The next section delves into Pearlie's attempt to understand Holland, who suffered some kind of unspecified injury during the war, leaving him with a "weak" heart. Her attempt to understand her husband is both aided and confused by the reappearance of his former boss, and this man's easy insertion into their life as their only friend. This builds up to a narrative revelation which pretty much every reader will have guessed long before Pearlie is let in on the secret. The final third of the book revolves around the choices that lie before Pearlie now that she has learned this particular secret, and readers will be silently willing her to make one choice or another as she agonizes over the best course of action.
Although it is tackling large themes, such as the nature of love, and what it means to be married, the novel is ultimately a period domestic melodrama, and may prove to be somewhat too cloying for some readers. However I tend to be pretty sensitive to that kind of stuff, and Greer's sharp and simple prose largely avoids any gooey sentiment. Pearlie and Holland's story is greatly helped by the keen attention to period, as the effects of the war linger on, and America is just moving into a period of prosperity and social change. Some of Greer's revelations aren't the shocks he perhaps intends them to be, but the story remains compelling nonetheless. It's a nice book for book clubs, as the thematic issues (love, marriage, race, class, etc.) are ripe for discussion.
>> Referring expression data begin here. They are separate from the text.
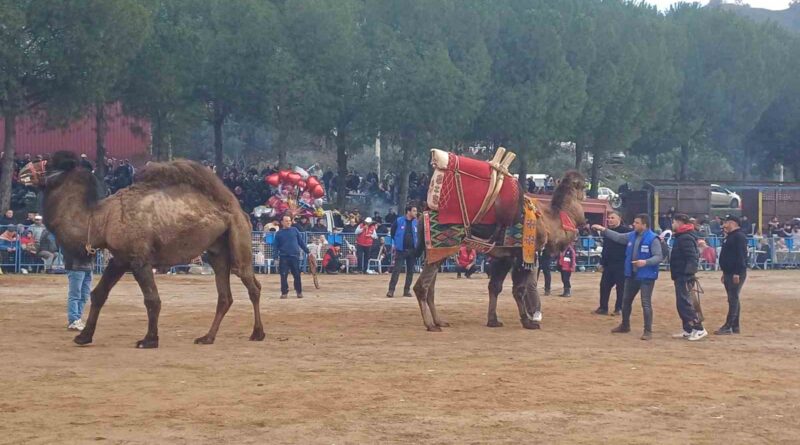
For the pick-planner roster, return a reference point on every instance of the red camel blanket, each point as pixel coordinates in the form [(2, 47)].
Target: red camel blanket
[(475, 176)]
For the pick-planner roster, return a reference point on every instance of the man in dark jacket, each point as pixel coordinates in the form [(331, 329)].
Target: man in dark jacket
[(287, 246), (642, 257), (79, 274), (733, 262), (683, 262), (613, 262)]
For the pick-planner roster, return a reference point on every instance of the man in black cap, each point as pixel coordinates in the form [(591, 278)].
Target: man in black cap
[(733, 262)]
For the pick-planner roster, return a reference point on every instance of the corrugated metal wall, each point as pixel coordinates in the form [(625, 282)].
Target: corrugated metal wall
[(126, 138)]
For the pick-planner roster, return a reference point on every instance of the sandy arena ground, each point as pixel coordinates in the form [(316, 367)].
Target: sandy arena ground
[(346, 365)]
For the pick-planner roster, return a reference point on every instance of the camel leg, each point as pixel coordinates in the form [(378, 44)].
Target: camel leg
[(114, 271), (147, 282), (242, 265), (220, 262), (500, 268), (520, 278), (432, 306), (424, 283)]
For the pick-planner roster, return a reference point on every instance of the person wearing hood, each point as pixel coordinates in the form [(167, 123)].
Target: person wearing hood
[(683, 262)]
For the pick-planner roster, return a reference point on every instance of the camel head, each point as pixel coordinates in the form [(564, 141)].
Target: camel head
[(36, 174)]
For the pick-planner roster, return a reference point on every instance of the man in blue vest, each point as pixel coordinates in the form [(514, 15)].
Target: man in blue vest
[(405, 236), (642, 257)]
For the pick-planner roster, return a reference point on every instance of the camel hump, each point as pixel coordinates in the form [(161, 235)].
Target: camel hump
[(185, 172)]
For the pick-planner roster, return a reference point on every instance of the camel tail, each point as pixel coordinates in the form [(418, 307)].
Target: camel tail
[(184, 172)]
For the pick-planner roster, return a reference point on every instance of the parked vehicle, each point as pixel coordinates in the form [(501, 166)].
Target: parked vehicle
[(722, 197)]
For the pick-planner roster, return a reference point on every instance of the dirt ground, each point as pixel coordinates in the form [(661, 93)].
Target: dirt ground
[(346, 365)]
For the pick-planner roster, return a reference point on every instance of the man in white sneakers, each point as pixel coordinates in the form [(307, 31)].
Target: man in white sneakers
[(683, 262)]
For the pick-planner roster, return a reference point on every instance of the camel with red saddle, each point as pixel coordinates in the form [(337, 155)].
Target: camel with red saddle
[(481, 204)]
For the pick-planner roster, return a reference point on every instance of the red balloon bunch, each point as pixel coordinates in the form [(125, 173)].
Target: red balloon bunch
[(288, 177)]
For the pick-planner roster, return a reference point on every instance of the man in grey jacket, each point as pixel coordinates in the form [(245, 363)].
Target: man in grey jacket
[(642, 257), (79, 273)]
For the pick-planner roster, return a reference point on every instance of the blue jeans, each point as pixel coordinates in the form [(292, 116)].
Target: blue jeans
[(80, 284), (290, 264)]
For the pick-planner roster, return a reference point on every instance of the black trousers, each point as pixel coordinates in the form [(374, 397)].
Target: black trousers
[(733, 291), (565, 276), (613, 277), (290, 264), (686, 311), (410, 260)]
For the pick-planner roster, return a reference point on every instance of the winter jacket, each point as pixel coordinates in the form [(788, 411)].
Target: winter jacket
[(684, 256), (733, 256)]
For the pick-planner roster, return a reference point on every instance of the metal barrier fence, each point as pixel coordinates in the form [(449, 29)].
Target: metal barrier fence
[(764, 252)]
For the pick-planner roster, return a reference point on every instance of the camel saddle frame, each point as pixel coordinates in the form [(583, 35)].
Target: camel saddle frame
[(459, 184)]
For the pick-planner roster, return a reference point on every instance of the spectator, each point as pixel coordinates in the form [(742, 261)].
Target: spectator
[(7, 219), (566, 264), (8, 246), (303, 225), (366, 235), (46, 249), (330, 262), (79, 275), (86, 163), (466, 261), (747, 227), (708, 255), (287, 245), (715, 226), (405, 235)]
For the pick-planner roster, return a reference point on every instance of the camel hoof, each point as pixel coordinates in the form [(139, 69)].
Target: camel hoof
[(530, 324), (147, 343), (204, 340), (81, 339)]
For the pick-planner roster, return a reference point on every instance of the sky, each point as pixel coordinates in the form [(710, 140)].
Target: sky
[(768, 4)]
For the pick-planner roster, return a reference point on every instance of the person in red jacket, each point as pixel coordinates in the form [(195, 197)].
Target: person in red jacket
[(466, 261), (566, 264), (366, 234)]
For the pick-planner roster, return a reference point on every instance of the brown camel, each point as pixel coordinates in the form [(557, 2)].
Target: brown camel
[(550, 234), (174, 212)]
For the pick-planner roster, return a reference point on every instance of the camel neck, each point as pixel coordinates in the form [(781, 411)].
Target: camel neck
[(68, 207)]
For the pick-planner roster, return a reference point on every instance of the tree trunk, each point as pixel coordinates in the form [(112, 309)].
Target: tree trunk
[(158, 138), (7, 166), (283, 137), (100, 131), (683, 162), (341, 164), (595, 179), (578, 156), (746, 164), (219, 120), (407, 146), (523, 170)]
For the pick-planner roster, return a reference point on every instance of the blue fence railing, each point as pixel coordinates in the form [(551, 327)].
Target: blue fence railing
[(765, 253)]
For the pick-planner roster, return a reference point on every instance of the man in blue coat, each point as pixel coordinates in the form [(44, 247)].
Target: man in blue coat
[(405, 236), (287, 245), (642, 257)]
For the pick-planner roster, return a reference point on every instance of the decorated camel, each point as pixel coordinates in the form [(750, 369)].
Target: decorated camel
[(174, 212), (480, 203)]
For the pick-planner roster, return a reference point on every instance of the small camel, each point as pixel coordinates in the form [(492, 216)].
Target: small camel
[(550, 234), (173, 213)]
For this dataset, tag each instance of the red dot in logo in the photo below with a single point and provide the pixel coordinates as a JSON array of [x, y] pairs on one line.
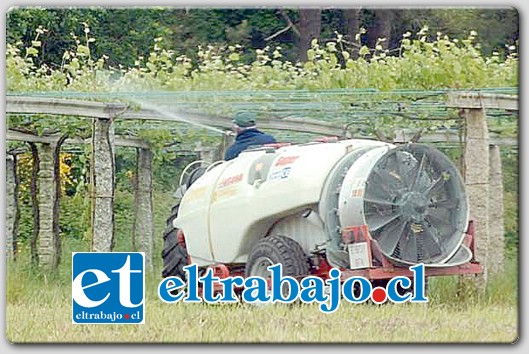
[[378, 295]]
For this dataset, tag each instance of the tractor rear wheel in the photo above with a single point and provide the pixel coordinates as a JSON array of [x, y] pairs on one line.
[[174, 255], [277, 249]]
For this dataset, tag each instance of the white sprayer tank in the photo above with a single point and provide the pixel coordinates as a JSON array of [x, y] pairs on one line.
[[411, 197]]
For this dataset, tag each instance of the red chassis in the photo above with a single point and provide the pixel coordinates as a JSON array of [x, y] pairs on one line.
[[380, 268]]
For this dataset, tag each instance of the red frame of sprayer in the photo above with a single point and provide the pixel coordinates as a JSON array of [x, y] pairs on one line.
[[384, 270]]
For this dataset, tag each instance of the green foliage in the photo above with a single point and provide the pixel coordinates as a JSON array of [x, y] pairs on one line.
[[421, 63]]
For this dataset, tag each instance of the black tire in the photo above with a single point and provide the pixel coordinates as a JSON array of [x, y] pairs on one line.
[[174, 255], [279, 249]]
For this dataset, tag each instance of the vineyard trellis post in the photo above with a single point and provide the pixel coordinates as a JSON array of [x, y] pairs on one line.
[[496, 209], [48, 243], [476, 174], [103, 185], [11, 206], [143, 229]]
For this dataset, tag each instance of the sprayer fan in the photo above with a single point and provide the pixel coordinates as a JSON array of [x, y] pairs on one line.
[[415, 205]]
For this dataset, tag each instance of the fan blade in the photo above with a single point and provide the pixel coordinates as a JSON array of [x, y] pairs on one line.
[[389, 239], [435, 186], [408, 251], [443, 227], [375, 224], [445, 204], [379, 202], [432, 244]]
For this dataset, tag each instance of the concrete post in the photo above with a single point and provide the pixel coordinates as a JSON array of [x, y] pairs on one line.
[[47, 249], [103, 184], [143, 231], [496, 220], [476, 161], [11, 206]]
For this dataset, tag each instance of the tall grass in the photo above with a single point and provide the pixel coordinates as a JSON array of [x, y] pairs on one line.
[[39, 310]]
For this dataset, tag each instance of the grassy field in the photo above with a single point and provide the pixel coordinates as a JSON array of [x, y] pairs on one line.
[[39, 310]]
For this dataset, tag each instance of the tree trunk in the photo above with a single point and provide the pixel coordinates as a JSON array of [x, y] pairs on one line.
[[102, 179], [382, 29], [352, 17], [309, 28], [34, 203], [143, 230]]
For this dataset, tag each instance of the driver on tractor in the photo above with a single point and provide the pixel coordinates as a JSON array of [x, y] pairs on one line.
[[247, 134]]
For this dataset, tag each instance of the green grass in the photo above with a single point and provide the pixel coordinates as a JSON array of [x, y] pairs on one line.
[[39, 310]]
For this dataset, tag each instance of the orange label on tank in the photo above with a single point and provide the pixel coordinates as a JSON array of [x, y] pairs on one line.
[[230, 180], [287, 160]]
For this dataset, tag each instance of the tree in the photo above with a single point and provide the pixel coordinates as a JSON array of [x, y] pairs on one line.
[[309, 28]]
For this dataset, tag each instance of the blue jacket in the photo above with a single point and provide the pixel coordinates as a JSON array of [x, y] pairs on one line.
[[245, 139]]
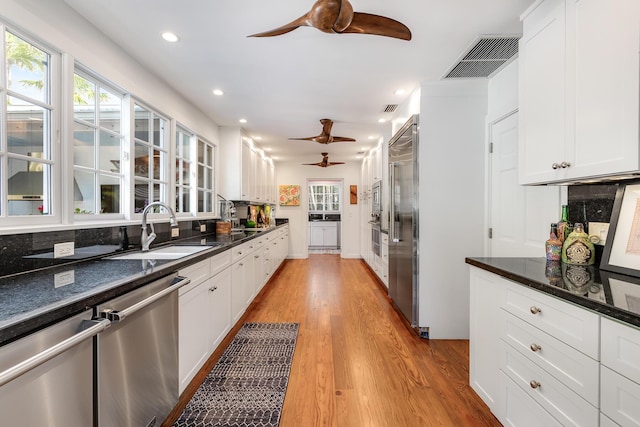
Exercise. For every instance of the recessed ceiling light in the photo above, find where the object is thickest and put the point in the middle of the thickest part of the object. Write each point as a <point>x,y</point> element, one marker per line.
<point>170,37</point>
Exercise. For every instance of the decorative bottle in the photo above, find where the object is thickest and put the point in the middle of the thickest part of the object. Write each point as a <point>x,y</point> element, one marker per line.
<point>563,225</point>
<point>553,245</point>
<point>577,248</point>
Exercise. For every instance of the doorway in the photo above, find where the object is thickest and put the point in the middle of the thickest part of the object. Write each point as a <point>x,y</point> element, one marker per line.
<point>324,215</point>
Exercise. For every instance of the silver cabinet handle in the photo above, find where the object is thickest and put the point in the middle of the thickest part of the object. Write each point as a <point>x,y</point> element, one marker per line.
<point>120,315</point>
<point>53,351</point>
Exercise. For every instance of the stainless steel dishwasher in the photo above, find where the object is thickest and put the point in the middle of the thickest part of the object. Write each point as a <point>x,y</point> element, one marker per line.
<point>46,378</point>
<point>137,357</point>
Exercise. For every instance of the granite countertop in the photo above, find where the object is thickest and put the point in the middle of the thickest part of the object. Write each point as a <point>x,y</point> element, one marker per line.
<point>31,300</point>
<point>610,294</point>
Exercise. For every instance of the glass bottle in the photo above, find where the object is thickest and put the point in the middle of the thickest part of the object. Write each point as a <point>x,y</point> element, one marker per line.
<point>563,225</point>
<point>577,248</point>
<point>553,245</point>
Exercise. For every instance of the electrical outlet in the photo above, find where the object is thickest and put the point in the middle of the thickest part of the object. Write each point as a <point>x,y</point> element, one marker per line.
<point>63,249</point>
<point>63,279</point>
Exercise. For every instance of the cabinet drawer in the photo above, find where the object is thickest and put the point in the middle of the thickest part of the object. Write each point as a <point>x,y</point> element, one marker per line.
<point>556,398</point>
<point>620,349</point>
<point>516,408</point>
<point>570,324</point>
<point>572,368</point>
<point>220,261</point>
<point>197,272</point>
<point>620,398</point>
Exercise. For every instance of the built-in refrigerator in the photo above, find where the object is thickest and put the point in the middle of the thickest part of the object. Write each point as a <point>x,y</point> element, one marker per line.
<point>403,220</point>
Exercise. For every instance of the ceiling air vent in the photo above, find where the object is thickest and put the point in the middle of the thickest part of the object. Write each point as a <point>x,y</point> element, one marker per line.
<point>485,56</point>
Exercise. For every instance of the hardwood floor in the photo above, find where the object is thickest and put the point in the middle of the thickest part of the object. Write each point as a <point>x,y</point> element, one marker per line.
<point>357,363</point>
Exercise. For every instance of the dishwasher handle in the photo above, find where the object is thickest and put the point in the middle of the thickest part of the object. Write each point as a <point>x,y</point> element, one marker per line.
<point>119,315</point>
<point>38,359</point>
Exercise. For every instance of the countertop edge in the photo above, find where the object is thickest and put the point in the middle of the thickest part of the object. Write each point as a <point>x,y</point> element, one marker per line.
<point>605,310</point>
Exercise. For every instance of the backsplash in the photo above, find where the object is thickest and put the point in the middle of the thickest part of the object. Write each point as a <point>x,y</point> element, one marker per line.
<point>14,249</point>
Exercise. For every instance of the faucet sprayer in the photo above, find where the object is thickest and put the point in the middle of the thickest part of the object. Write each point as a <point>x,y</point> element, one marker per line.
<point>146,239</point>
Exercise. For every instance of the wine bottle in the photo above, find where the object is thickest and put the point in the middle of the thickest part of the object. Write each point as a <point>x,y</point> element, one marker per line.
<point>563,225</point>
<point>553,245</point>
<point>577,248</point>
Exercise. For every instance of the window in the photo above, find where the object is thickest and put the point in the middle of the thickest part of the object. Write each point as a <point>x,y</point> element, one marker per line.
<point>206,193</point>
<point>26,116</point>
<point>185,169</point>
<point>150,167</point>
<point>324,196</point>
<point>97,147</point>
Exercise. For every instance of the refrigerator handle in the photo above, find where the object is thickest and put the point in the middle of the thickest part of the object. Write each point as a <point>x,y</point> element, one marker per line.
<point>53,351</point>
<point>392,203</point>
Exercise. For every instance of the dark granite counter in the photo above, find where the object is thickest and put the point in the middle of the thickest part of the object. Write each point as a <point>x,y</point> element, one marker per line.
<point>610,294</point>
<point>36,299</point>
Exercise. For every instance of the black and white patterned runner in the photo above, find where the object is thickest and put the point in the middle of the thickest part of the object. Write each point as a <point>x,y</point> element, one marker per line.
<point>246,388</point>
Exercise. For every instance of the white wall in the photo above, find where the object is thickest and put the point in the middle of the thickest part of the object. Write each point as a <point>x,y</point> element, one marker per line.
<point>295,173</point>
<point>451,201</point>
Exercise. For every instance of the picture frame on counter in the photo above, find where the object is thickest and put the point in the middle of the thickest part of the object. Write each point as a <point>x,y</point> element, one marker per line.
<point>622,250</point>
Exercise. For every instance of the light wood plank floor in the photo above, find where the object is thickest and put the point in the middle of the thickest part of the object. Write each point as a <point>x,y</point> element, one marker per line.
<point>357,363</point>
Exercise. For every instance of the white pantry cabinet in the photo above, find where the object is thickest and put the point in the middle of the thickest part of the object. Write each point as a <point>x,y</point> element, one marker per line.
<point>579,90</point>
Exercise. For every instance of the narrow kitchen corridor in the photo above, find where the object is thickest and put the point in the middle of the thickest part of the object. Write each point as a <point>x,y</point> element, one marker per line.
<point>356,363</point>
"We think we know the ones we love, and though we should not be surprised to find that we don't, it is heartbreaking nonetheless
The Story of a Marriage is a well-plotted novel about a relationship triangle, that of a woman, her husband, and his friend. The woman, Pearlie Ash, meets a childhood sweetheart named Holland Cook one day on a beach after WWII. In spite of discouragement from his aunts (who are actually his cousins), she chooses to marry him. Their son, Sonny, contracts polio at age three. Four years into their marriage, Buzz Drumer, a man who knew Holland during the war, shows up. Over time, he reveals details of his secretive past and his relationship with her husband. Thirty years later, two of the three reunite. Although there seemed to be a statistically high number of conscientious objectors (of which I am not a fan) in a story with so few characters and pages, that fact is overshadowed by the originality of the story. Author Andrew Sean Greer does a fabulous job at plotting, and especially in at his perfectly timed revelations.
Also good: The Three Junes by Julia Glass, The Hours by Michael Cunningham and Close Range by Annie Proulx.
A MUST Read
"Holland and I had talked about our friends and our childhoods and movies and books and politics--we had agreed and disagreed and had our fights and merry moments over a beer--but I think it's fair to say we had never spoken honestly in all ours lives." This quote from A Story of a Marriage by Andrew Sean Greer prettily sums up the story's central conflict. The narrator, Pearlie a young mother and wife to her high school sweetheart, Holland grapples with her marriage in 1950's San Francisco. She says, "I loved you like a field on fire," in reference to Holland, and yet her marriage and commitments are tested by the appearance of a dapper stranger.
It does the novel a disservice to reveal any more about the plot, as its secrets are revealed in well timed waves. In fact the book's only draw back is its brevity as its simple prose endears readers page by page. It's an unconventional love story written with graceful restraint and vibrant characters. The Story of a Marriage is as perfect a novel as any I've read.